The only people who stopped in Little Switzerland were businessmen ordering hot chocolate in between meetings. One Thursday, for example, I steamed whole milk with shaved chocolate, stirring until the thermometer reached 140º, then topped off a drink with whipped cream. The final touch was a pinch of chocolate shavings, sprinkled like sawdust onto the peaked dollop of cream. I handed the drink to a businessman, maybe a lawyer, and rang him up at the good register–the one that didn’t buzz. I watched him lick the whipped cream, taking a bit of it onto his tongue, his face relaxing at the sweetness. Then he sipped what I knew was the lightest, richest, and smoothest thing he had ever tasted. His once-stiff shoulders slumped a little. Moments like that made my life bearable. I drank them in, those little pleasures.
Layla, the holiday help, killed the vibe. She batted spidery eyelashes and tried to sell him the chocolate Santa Claus, even though the poor guy just wanted to enjoy his drink in the dry, peaceful indoors without being hassled. That was part of being a good saleswoman—knowing what the customer wanted, even if the customer didn’t know what he wanted. She said, “It could be a gift for a client. Now wouldn’t that be thoughtful?”
If she was trying to flirt, it wasn’t working. Layla was a severely pear-shaped woman in her mid-fifties. Sun spots covered the backs of her hands and under the fluorescent lights, her dyed hair was a glimmering orange.
“How much?” he asked, sighing, a little annoyed. I could smell the chocolate on his breath: the slightest equatorial spice, smooth finish, 48% cocoa.
“When you consider the craftsmanship that went into making it,” she said, “three hundred dollars is really a steal.”
He said, “Thanks, anyway,” and opened his umbrella.
Layla said, “That’s bad luck, you know.”
He said, “I don’t believe in luck,” and went into the raging weather.
Layla said, “Well, I blew it.”
I could have offered some encouraging words but that would have felt weird, since she was older than me, so I just said, “It takes practice.”
She said, “The frustrating thing is when you get to be my age, you don’t have the time.” She looked at her shoes, a pair of ankle-boots lined with fake fur. “I have this picture in my head of the person I want to be,” she said, trailing off, her eyes focused on something that I could not see.
To fight boredom, we cleaned the shoebox we called a store. I scrubbed dried bits of chocolate from the back counter and as Layla wiped down the glass display cases, she painted a pretty bleak picture of her life. She was a former Delta flight attendant and her ex-husband was a Delta pilot. She thought they spent eight years together until finally her husband admitted that he was miserable and couldn’t handle having a disabled child, and so he moved up to New Jersey and took international flights out of Newark. Layla’s eighteen-year-old son had Down’s syndrome and lived at home with her.

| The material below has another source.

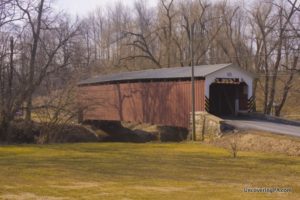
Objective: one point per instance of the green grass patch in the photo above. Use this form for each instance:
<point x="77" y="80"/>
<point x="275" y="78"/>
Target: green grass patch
<point x="142" y="171"/>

He worked five days a week at a community center where he also took classes in drama and improvisation.
“My husband said I was asking for it because I was almost forty when I had Benji. What do you say to that? I love my son.”
I said, “Wow.”
She asked, “What’s it like to be you?”
Me? I thought. I’m twenty-five and live in a garage apartment in the Hampton-Pinckney Historic District downtown, a fifteen minute walk from the shop. I keep a wine glass on the little backgammon table beside my bed to catch a small leak, which plinks all through the night as I’m trying to sleep, and every morning I pour the rainwater down the sink. I make my own candied walnuts with sugar and butter and keep them in a dish on my coffee table. I try to read before bed every night but I almost always put the book down and look through the window to see what mood the moon is in, the shy moon, the absent moon, the heavy moon baring it all. I would like to be seen as the full moon by someone like maybe the deli man across the street. I watch him working sometimes, preparing sandwiches and fishing pickles from the barrel.
Layla was only temporary and I didn’t want to get too personal. I just said, “Sometimes I wish I was a real chocolatier in the real Switzerland.”

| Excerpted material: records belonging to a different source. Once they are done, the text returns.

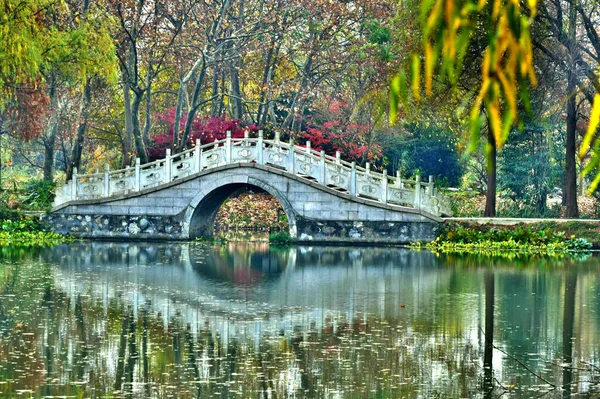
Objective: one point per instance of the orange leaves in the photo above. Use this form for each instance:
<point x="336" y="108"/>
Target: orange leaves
<point x="506" y="64"/>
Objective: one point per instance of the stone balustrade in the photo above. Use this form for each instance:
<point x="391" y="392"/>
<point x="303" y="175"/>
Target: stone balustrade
<point x="329" y="171"/>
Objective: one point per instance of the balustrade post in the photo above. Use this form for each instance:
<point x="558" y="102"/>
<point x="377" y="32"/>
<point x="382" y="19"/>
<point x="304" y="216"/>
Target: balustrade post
<point x="431" y="187"/>
<point x="384" y="183"/>
<point x="136" y="183"/>
<point x="417" y="203"/>
<point x="398" y="179"/>
<point x="198" y="157"/>
<point x="74" y="185"/>
<point x="322" y="168"/>
<point x="352" y="188"/>
<point x="292" y="157"/>
<point x="228" y="147"/>
<point x="259" y="149"/>
<point x="106" y="180"/>
<point x="168" y="166"/>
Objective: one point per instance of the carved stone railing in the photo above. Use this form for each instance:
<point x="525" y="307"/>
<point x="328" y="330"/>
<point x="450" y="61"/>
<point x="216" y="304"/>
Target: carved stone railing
<point x="329" y="171"/>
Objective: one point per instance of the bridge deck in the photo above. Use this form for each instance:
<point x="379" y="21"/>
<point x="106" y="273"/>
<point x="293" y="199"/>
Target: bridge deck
<point x="328" y="171"/>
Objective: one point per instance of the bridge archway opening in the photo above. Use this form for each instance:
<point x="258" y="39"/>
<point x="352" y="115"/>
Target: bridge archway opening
<point x="209" y="209"/>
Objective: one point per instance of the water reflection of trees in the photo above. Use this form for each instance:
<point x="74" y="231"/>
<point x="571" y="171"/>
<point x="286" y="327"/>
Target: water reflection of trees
<point x="73" y="343"/>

Layla said, “We don’t make this chocolate?”
“It comes on a truck every Tuesday,” I said. “Weren’t you here for the delivery?”

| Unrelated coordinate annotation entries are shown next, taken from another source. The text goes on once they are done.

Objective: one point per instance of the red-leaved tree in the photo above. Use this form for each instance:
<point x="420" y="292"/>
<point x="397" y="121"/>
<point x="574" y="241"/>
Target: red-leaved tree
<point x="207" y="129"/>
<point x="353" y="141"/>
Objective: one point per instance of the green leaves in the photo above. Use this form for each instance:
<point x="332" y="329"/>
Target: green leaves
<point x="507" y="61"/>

She said, “I must have been in the bathroom.”
Layla spent the first fifteen minutes of every shift French-braiding her hair in the bathroom and tying the back of her apron into a perfect bow. Mine was crudely knotted.
She set the bottle of window cleaner on the counter and looked at the twenty-five pound chocolate Santa Claus, which stood over two-feet tall and was wrapped in clear cellophane with a red ribbon at the top. The shell was an inch thick. Santa’s hair and beard curled in chocolate ripples. His cheeks shined and so did the end of his button-nose. His hands rested on the bulge of his stomach as if he were about to lean back and laugh into the frigid North Pole air. Layla put her hands on her hips, those enormous hips, and didn’t break eye contact with Santa. It was as if she saw some flicker of life in there.
She said, “I flew over the Alps a number of times, but I’ll probably never see them again.”
The rain continued into mid-December and Marie Leclerc, the owner, began to worry. I’d worked at Little Switzerland for three years and my previous holiday seasons had been hectic. We had sold out of peppermint bark, candy canes, Champagne truffles, chocolate coins, and, for the evangelical crowd, white chocolate crosses filled with peanut butter. I leaned in the doorway of Marie’s office. She scrolled through sales charts on her computer and shook her head. She was wearing jeans and a YWCA sweatshirt. There was a small refrigerator in her office, too, and she took out two plastic mini bottles of Smirnoff and handed me one.
She raised the little bottle and said, “Ho ho ho.”
We drank.
Marie and I got along well. I knew that she was still paying off a three-hundred thousand dollar loan and worried about meeting sales goals each month. Sometimes she left pictures of her family up on her computer, pictures of her husband and toddler at the beach. The little girl, Grace, was fair-skinned and in the photos there were white stripes running across her chest and down her arm where she’d been stung by a jellyfish.
Marie said, “This rain is a bitch.”
On the nightly news, there were segments of young correspondents going to flooded intersections and trying to report on the damage. Bridges had been washed away, along with a staggering number of dog houses, sandboxes, and barbecues.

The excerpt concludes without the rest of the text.